Underscoring the point, former NASA Administrator Charlie Bolden, who hired Zurbuchen, recounted at the meeting that he had dismissed the idea of a Mars helicopter and that Zurbuchen then championed it to the next agency administrator, Jim Bridenstine, who approved it. Now, NASA is developing a mission that will carry up to two helicopters capable of retrieving surface samples the Perseverance rover is currently caching.

Thomas Zurbuchen speaking in 2018 at an event announcing the selection of companies eligible to provider lander services for NASA’s lunar science program

Thomas Zurbuchen speaking in 2018 at an event announcing the selection of companies eligible to provider lander services for NASA’s lunar science program. (Image credit – Bill Ingalls / NASA)

Difficult budget environment awaits

Notwithstanding recent successes, signs of strain have begun to appear across NASA’s science portfolio.

Most notably, work on the Mars Sample Return (MSR) mission has ramped up quickly, pushing toward a 2028 launch date. NASA is seeking nearly $1 billion for the mission next fiscal year and warns that internal estimates indicate its overall cost is growing. MSR’s annual funding level is extraordinary for a science mission and the agency anticipates it will have to address those rising costs, such as by eliminating one of the mission’s helicopters or making cuts to other activities in the directorate.

In its budget request, NASA has already proposed pausing its next major heliophysics mission, the Geospace Dynamics Constellation (GDC), to free up funds for MSR and other missions. The agency has also frozen work on the VERITAS Venus orbiter for at least three years after a review concluded that the Psyche asteroid mission missed its launch window last year in part due to personnel at the NASA Jet Propulsion Lab being stretched too thin. JPL is developing VERITAS, Psyche, and MSR, among other missions.
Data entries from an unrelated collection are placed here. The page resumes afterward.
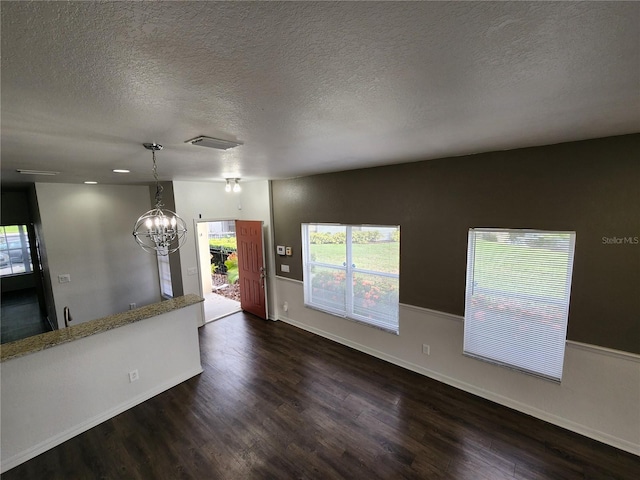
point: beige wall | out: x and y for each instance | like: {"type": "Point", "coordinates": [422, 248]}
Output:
{"type": "Point", "coordinates": [88, 234]}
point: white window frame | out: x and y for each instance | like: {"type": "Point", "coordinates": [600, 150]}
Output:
{"type": "Point", "coordinates": [529, 339]}
{"type": "Point", "coordinates": [388, 323]}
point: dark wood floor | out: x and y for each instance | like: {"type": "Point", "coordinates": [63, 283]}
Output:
{"type": "Point", "coordinates": [20, 315]}
{"type": "Point", "coordinates": [280, 403]}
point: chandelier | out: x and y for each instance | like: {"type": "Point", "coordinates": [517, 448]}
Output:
{"type": "Point", "coordinates": [159, 231]}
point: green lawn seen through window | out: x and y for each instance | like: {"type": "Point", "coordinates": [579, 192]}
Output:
{"type": "Point", "coordinates": [379, 256]}
{"type": "Point", "coordinates": [519, 269]}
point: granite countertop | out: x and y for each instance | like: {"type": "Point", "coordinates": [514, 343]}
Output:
{"type": "Point", "coordinates": [46, 340]}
One key impact of resource squeezes is that NASA is more slowly implementing recommendations from recent National Academies decadal surveys, which guide the directorate’s selection of new missions.
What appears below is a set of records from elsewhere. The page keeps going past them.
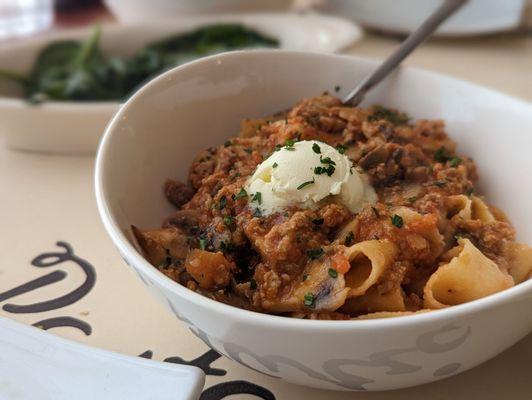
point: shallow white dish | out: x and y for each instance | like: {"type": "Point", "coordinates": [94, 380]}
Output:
{"type": "Point", "coordinates": [158, 131]}
{"type": "Point", "coordinates": [140, 10]}
{"type": "Point", "coordinates": [38, 365]}
{"type": "Point", "coordinates": [76, 127]}
{"type": "Point", "coordinates": [477, 17]}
For instance, the Astrophysics Division is currently taking only tentative steps toward establishing its Great Observatories Mission and Technology Maturation Program, called GOMAP, which would precede the eventual formulation of the Habitable Worlds Observatory, a new flagship space telescope. In addition, the Planetary Science Division does not anticipate dedicating more than $100 million to a flagship mission to Uranus until fiscal year 2028. Both efforts were rated as high priorities by their respective surveys.

Today, at a public town hall meeting on the directorate’s budget, Fox addressed these tensions in response to a question about the proposed pause for GDC, which was prioritized in the last heliophysics decadal survey.

“The Science Mission Directorate supports all of the missions in all of the divisions. Unfortunately, sometimes we have budget constraints and it means that we cannot do everything that we want to do and some hard decisions have to be made. And you can believe this was the hardest decision that I had to make,” she said.